Они поднялись на третий этаж по лестнице, кричавшей буржуазной роскошью. Небо́ нажал на кнопку звонка. Неприметная женщина, походившая на прислужницу священника, провела их в гостиную без мебели. Строгая черная ткань крепилась к стене серебряными гвоздями. Поль тщетно искала глазами малейший признак колдовства. Внезапно одна из портьер раздвинулась, вспыхнул яркий свет, и они увидели гадалку – она сидела в некоем подобии переоборудованного в нишу алькова. Перед ней стоял обтянутый черным сукном стол. Мадам Фар была чрезвычайно худощава, имела правильные черты лица, тонкий и впалый рот. Красноватый отсвет в ее глазах напоминал блеск зрачков лягушки.
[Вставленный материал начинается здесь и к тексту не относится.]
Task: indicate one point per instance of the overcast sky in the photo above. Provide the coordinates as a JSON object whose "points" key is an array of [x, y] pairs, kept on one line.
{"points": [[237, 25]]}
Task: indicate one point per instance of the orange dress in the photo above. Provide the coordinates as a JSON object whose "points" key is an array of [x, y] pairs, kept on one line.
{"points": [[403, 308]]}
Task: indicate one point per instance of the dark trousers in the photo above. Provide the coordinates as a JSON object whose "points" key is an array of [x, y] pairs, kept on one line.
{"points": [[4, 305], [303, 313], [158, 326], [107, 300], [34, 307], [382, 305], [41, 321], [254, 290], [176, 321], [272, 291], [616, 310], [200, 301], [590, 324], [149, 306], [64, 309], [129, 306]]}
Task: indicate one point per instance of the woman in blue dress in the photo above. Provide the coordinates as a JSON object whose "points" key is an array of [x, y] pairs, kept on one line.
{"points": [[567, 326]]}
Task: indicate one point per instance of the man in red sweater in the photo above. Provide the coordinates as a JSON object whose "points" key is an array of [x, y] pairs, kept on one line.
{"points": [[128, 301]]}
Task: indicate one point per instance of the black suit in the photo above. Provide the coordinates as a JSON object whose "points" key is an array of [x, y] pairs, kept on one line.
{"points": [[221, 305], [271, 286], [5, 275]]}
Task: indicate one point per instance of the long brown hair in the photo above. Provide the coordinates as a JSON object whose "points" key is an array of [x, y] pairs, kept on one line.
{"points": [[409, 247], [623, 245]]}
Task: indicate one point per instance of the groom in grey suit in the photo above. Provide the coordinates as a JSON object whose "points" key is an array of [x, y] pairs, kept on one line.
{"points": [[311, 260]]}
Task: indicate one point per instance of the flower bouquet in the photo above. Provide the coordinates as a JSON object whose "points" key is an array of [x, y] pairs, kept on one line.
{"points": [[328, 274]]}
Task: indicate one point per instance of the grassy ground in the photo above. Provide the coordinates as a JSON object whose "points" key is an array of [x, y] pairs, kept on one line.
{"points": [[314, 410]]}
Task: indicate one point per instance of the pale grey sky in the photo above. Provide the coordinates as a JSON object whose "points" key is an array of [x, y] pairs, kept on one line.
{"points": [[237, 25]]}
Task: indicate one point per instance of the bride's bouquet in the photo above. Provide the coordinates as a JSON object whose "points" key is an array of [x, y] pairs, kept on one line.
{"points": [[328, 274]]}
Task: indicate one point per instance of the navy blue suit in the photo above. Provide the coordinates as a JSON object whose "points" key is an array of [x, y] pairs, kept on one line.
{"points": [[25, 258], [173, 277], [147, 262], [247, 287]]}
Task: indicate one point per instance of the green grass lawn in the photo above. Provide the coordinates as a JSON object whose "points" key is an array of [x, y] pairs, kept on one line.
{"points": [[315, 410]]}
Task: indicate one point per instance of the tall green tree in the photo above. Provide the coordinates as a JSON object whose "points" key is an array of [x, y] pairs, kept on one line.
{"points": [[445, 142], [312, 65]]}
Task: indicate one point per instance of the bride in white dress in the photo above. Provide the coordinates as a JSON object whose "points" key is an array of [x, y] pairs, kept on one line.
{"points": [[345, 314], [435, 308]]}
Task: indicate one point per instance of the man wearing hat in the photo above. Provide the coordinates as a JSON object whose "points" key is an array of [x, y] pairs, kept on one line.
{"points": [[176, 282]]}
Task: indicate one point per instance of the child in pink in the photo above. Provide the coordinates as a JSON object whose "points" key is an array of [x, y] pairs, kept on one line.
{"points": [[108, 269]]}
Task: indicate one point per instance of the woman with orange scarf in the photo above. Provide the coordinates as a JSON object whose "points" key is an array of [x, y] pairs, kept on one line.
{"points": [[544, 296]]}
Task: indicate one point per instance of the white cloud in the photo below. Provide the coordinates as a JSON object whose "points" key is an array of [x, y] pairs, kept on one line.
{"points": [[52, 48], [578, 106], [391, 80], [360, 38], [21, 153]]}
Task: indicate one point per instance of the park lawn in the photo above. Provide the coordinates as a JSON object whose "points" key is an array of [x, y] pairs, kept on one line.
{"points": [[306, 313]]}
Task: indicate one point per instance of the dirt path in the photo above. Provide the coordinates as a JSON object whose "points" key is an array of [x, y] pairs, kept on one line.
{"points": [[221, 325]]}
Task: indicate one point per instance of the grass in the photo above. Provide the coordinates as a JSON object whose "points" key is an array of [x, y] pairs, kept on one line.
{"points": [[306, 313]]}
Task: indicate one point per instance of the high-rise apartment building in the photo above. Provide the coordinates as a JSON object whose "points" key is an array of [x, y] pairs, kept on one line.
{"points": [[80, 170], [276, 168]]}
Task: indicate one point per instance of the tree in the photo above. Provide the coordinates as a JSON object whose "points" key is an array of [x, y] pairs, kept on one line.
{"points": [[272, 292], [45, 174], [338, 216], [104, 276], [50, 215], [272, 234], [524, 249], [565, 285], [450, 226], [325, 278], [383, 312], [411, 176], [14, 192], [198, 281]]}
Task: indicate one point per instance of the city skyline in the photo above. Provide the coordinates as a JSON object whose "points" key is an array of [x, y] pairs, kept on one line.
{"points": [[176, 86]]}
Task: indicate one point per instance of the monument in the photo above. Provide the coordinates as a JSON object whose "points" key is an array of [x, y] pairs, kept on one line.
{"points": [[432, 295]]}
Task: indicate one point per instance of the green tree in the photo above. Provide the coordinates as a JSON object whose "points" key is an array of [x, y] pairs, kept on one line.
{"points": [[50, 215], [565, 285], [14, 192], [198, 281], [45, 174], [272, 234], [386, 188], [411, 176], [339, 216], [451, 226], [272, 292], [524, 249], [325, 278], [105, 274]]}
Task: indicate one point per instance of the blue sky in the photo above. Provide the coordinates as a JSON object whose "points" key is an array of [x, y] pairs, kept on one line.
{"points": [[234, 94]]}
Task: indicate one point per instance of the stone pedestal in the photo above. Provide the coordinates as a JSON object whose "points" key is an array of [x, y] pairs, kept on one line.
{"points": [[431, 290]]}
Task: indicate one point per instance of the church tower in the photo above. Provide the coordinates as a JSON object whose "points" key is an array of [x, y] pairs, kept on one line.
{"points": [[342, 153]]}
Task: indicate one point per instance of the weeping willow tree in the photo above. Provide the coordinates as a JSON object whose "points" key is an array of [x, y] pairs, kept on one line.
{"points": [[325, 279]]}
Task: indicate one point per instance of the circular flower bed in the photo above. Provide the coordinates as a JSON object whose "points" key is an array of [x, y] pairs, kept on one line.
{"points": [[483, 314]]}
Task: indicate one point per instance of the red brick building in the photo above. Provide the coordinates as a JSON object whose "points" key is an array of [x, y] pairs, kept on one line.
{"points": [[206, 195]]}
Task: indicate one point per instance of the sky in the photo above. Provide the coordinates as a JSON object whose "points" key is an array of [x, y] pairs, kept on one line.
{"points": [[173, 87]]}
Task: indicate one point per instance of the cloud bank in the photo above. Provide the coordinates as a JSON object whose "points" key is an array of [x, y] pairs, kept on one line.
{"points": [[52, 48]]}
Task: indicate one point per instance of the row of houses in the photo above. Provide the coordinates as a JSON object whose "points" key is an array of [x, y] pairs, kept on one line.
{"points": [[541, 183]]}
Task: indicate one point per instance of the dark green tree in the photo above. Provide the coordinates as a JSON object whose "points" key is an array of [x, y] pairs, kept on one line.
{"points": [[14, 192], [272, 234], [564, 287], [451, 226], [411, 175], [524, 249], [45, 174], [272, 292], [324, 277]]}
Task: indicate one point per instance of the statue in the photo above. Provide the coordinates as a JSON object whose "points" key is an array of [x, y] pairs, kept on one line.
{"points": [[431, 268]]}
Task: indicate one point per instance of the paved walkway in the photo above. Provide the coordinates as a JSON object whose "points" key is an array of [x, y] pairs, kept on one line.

Одетая в платье шуршащего шелка и с непокрытой головой седых волос, гадалка держала костлявую руку на колоде запачканных карт – темная грязь на них контрастировала с безупречной обстановкой.

– Кто желает знать свою судьбу – мсье или мадам?

– Мадемуазель. Это ваша первая оплошность, – ответил Небо́.

Внимательно посмотрев на Небо́, колдунья спросила:

– Мадемуазель желает знать, что скажет заветная колода?

Поль утвердительно кивнула. Гадалка перемешала карты. Предложив принцессе снять верх колоды, она разложила карты на столе.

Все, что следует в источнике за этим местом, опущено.